IT's a vulnerable world out there...

It was a pleasure to catch up t’other day with Rik “rock star” Ferguson, the former Trend Micro legend who is these days hanging out with Forescout as the company’s VP of Security Intelligence, working alongside Forescout’s Vedere Labs research and threat analyst team.

As he said himself, Forescout is essentially cyber security’s best kept secret, having been in business almost as long as James Bond (well, not quite) but not widely known outside of the IT security community (or even within). Forescout’s primary mission in life is to make every IT element within a company visible and then secure it. As I’ve said many times over the decades: “how can you secure something if you can’t see it or don’t know it’s there?” Unfortunately, you’d be amazed how many companies attempt to do precisely that…

One key area of ignorance, highlighted by a report recently released by Forescout, is what connected devices are generating the most risk to companies. Before we briefly highlight a couple of results from the analysis, let’s just step back a decade or four – or five – to the days when the IT security threat consisted of a mainframe and dumb terminals (complete, of course, with dumb users, whose password was often hand-written on a post it note attached to the – green on black – monitor). In truth, for the most part, there wasn’t a lot of data to steal anyway. The 1985 IBM 3090 (Model 200) that I “inherited” in my first IT role (and what quickly drove me to PCs and networking) came with a mighty 64MB of central storage by default (for your $5m!).

Even with the advent of PC networks, these were typically individual “islands” of resource that were easily secured.

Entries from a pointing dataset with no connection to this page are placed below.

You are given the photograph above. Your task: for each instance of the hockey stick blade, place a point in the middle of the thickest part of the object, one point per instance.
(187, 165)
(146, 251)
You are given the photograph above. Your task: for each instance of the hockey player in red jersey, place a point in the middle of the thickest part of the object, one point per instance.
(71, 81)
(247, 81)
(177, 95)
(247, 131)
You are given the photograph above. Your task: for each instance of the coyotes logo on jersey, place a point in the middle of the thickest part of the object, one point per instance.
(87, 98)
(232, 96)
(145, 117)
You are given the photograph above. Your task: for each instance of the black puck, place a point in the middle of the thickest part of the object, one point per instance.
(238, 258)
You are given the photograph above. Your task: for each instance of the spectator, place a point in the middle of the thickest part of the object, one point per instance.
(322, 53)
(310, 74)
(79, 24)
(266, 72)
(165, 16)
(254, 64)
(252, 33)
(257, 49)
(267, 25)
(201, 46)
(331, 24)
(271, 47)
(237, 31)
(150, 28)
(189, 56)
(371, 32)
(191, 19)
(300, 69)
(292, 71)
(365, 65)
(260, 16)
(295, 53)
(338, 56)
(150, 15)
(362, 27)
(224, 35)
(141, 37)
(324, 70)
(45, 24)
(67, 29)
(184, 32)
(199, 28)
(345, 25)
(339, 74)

Remote comms were typically based around private leased lines and/or dial-up modem across the PSTN, so again relatively easy to secure. Fast forward to 2024 and if we just take a sample from aforementioned report (available here: https://www.forescout.com/resources/2024-riskiest-connected-devices/ – we see that it’s not simply IT we have to worry about, but also IoT, OT and IoMT (medical). And, in each sector there are myriad device types. It all adds up to a never-ending list of vulnerabilities. Patch management? Yeah, right. Remember the old adage about trying to repair an old, leaky dinghy with Elastoplast?

Unsurprisingly, given their ubiquitous nature, IT devices came out on top in terms of still being a SecOps guy’s worst nightmare, endpoints and network infrastructure vulnerabilities scoring 58% of all across the board, in the survey. If you think that is scary, at least it’s down from the (very scary) 78% the previous year. Wireless APs are (unsurprisingly) guilty as charged. But (misconfigured) routers are not far behind. Broadening the view, it might surprise some that printers, VoIP devices and IP cameras are all high on the vulnerability list. Then again, it shouldn’t, given that many are unmanaged devices in the first place.

Even so, they have an IP address – they are visible and therefore they can be secured. All of which brings us back to the starting point and one of the raison d’etre of Forescout – make every element of the connected world visible and then secure it. Maybe what Forescout the company needs is to be more visible itself 😊.